First test I tried to run a random taxation question through it Output: https://...

jmorgan · on April 17, 2024

The `mixtral:8x22b` tag still points to the text completion model – instruct is on the way, sorry!

Update: mixtral:8x22b now points to the instruct model:

  ollama pull mixtral:8x22b
  ollama run mixtral:8x22b

Zuiii · on April 18, 2024

Wait. Isn't it a breaking change to change the underlying model like this? Wouldn't people start running into consistency issues in production? (given ollama appears to be oriented towards backend use)

orra · on April 18, 2024

Sure, in theory. But if you move so fast that you already are running the base 8x22B model from last week, you can easily fix this.

I've long thought that if you want reproducibility and reliability, you need to pin your deps.

So, IMO, the change is very much worth it to reduce confusion going forward.

orost · on April 17, 2024

That's not the model this post is about. You used the base model, not trained for tasks. (The instruct model is probably not on ollama yet.)

mysteria · on April 17, 2024

Yeah this is exactly what happens when you ask a base model a question. It'll just attempt to continue what you already wrote based off its training set, so if you say have it continue a story you've written it may wrap up the story and then ask you to subscribe for part 2, followed by a bunch of social media comments with reviews.

Sohcahtoa82 · on April 18, 2024

It can be fun, though, to prompt a text completion with something like "I'm thinking about" and just seeing what random thing it completes it with.

byteknight · on April 17, 2024

I absolutely did not:

ollama run mixtral:8x22b

EDIT: I like how you ninja-editted your comment ;)

orost · on April 17, 2024

Considering "mixtral:8x22b" on ollama was last updated yesterday, and Mixtral-8x22B-Instruct-v0.1 (the topic of this post) was released about 2 hours ago, they are not the same model.

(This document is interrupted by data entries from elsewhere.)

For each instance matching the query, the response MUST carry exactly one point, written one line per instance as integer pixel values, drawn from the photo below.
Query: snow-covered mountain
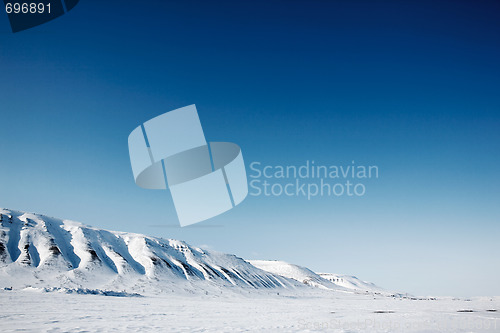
(43, 251)
(295, 272)
(40, 251)
(319, 280)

byteknight · on April 17, 2024

Are we looking at the same page?

https://imgur.com/a/y6XfpBl

And even the direct tag page: https://ollama.com/library/mixtral:8x22b shows 40-something minutes ago: https://imgur.com/a/WNhv70B

orost · on April 17, 2024

Let me clarify.

Mixtral-8x22B-v0.1 was released a couple days ago. The "mixtral:8x22b" tag on ollama currently refers to it, so it's what you got when you did "ollama run mixtral:8x22b". It's a base model only capable of text completion, not any other tasks, which is why you got a terrible result when you gave it instructions.

Mixtral-8x22B-Instruct-v0.1 is an instruction-following model based on Mixtral-8x22B-v0.1. It was released two hours ago and it's what this post is about.

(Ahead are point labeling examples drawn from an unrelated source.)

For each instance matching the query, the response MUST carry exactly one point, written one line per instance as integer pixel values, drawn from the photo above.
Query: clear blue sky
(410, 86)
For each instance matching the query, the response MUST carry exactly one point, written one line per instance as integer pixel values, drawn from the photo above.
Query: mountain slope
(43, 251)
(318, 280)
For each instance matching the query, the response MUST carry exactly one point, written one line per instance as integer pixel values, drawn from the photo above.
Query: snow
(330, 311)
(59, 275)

(The last updated 44 minutes ago refers to the entire "mixtral" collection.)

gliptic · on April 17, 2024

And where does it say that's the instruct model?

belter · on April 17, 2024

I get:

ollama run mixtral:8x22b

Error: exception create_tensor: tensor 'blk.0.ffn_gate.0.weight' not found

Me1000 · on April 17, 2024

You need to update ollama to 0.1.32.

belter · on April 17, 2024

Thanks. That did it.

renewiltord · on April 17, 2024

Not instruct tuned. You're (actually) "holding it wrong".

woadwarrior01 · on April 17, 2024

Looks like an issue with the quantization that ollama (i.e llama.cpp) uses and not the model itself. It's common knowledge from Mixtral 8x7B that quantizing the MoE gates is pernicious to model perplexity. And yet they continue to do it. :)

cjbprime · on April 17, 2024

No, it's unrelated to quantization, they just weren't using the instruct model.